Les avancées qualitatives enregistrées pendant les cinquante années d’existence de la Cour suprême ont été rendues possibles grâce à la clairvoyance, à la compétence, au courage et à la perspicacité d’hommes de foi qui l’ont dirigée et dont les noms resteront gravés dans la mémoire de la haute Juridiction.

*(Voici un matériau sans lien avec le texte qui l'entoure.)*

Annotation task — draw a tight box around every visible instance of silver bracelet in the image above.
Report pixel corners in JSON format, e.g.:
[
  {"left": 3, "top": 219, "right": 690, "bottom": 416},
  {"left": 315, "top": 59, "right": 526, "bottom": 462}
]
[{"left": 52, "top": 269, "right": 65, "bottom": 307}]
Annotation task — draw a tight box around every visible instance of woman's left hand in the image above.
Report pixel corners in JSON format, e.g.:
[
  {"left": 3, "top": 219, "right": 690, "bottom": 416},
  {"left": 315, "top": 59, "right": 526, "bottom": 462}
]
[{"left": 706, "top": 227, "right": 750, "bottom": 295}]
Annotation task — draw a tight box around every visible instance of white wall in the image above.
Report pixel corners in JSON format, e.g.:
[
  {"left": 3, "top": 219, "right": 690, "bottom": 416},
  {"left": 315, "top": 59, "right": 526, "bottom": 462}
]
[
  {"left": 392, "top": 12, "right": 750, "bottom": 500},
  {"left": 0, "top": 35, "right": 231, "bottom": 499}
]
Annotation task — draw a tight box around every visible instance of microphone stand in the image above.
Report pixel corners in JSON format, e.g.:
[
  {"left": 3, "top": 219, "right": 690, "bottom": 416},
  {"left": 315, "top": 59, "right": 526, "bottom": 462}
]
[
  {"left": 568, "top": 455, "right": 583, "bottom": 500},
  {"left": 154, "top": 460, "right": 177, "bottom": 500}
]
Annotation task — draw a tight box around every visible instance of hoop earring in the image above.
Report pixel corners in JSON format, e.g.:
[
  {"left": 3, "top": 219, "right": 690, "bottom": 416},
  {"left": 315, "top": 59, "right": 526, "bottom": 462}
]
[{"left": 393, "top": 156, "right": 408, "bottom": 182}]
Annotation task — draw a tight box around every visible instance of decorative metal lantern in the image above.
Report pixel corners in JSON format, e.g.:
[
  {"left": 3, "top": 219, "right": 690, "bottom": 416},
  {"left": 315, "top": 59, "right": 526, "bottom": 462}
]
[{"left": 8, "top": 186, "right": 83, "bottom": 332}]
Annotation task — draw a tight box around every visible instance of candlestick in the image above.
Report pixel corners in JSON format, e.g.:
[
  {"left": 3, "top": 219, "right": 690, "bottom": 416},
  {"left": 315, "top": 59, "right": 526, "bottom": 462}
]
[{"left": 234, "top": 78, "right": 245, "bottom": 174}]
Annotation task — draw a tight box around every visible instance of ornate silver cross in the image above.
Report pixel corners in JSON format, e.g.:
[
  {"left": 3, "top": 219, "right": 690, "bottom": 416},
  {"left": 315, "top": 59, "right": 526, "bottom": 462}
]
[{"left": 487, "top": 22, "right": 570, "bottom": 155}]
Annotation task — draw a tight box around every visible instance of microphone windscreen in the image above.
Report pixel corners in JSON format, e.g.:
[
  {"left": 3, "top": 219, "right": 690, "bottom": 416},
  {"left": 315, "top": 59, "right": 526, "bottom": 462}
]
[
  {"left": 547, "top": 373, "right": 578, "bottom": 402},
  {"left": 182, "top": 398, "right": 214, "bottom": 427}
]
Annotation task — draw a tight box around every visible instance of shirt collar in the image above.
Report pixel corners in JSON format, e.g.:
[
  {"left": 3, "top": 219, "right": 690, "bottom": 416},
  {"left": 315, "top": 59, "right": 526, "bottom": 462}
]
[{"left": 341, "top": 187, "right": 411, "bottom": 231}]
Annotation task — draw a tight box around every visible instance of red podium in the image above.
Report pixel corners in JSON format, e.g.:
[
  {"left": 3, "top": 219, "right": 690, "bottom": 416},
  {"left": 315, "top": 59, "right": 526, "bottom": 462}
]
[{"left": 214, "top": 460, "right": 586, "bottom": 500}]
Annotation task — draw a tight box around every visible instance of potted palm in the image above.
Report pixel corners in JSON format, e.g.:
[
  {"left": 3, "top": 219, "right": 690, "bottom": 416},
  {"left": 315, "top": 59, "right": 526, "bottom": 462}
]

Il s’agit de :
-    Dr Emile Derlin ZINSOU, Président de 1960 à 1961;

 

Le Dr Emile Derlin ZINSOU, a été le premier Président de la Cour suprême du Bénin, de 1960 à 1961

-    M. Sébastien Vignon DASSI, Président  de 1962 à 1964 ;
-    M. Valentin DJIBODE AKPLOGAN, Président de 1964 à 1967;
-    Me Louis IGNACIO-PINTO, Président de 1967 à 1970 ;
-    M. Cyprien AINADOU, Président de 1970 à 1979 ;
-    M. Grégoire Gilbert GBENOU, Président de 1979 à 1980 ;
-    Dr Léandre AMLON, Président de 1980 à 1990 ;
-    M. Frédéric Noutaï HOUNDETON, Président de 1990 à 1995 ;
-    Me Abraham ZINZINDOHOUE, Président de 1995 à 2000 ;
-    M. Saliou ABOUDOU, Président de 2001 à 2011 ;
-    M. Ousmane BATOKO, Président depuis 2011.
Ces éminentes personnalités ont contribué à donner à la Cour suprême, la place de choix qui est la sienne aujourd’hui en tant que pilier essentiel de l’édification de l’Etat de droit et actrice institutionnelle fondamentale du processus de démocratisation au Bénin.  
Sur leur lancée, la Cour suprême continuera à œuvrer  au rétablissement et au renforcement de la confiance des citoyens en leur justice sans laquelle, il ne saurait y avoir de paix sociale ni de progrès économique. 
Au moment où elle célèbre son cinquantenaire et où le Bénin est engagé dans une dynamique de réforme pour un meilleur fonctionnement des institutions de la République, il faut que reste préservée la finalité essentielle de cette Cour qui est d’unifier la jurisprudence, qui est de faire en sorte que l’interprétation des textes soit la même sur tout le territoire national. Pour cela, ses décisions qui ne sont susceptibles d’aucun recours, doivent le demeurer dans l’intérêt de son unicité car c’est l’unicité de la juridiction qui permet l’uniformité de l’interprétation et par conséquent l’élaboration d’une jurisprudence appelée à faire autorité.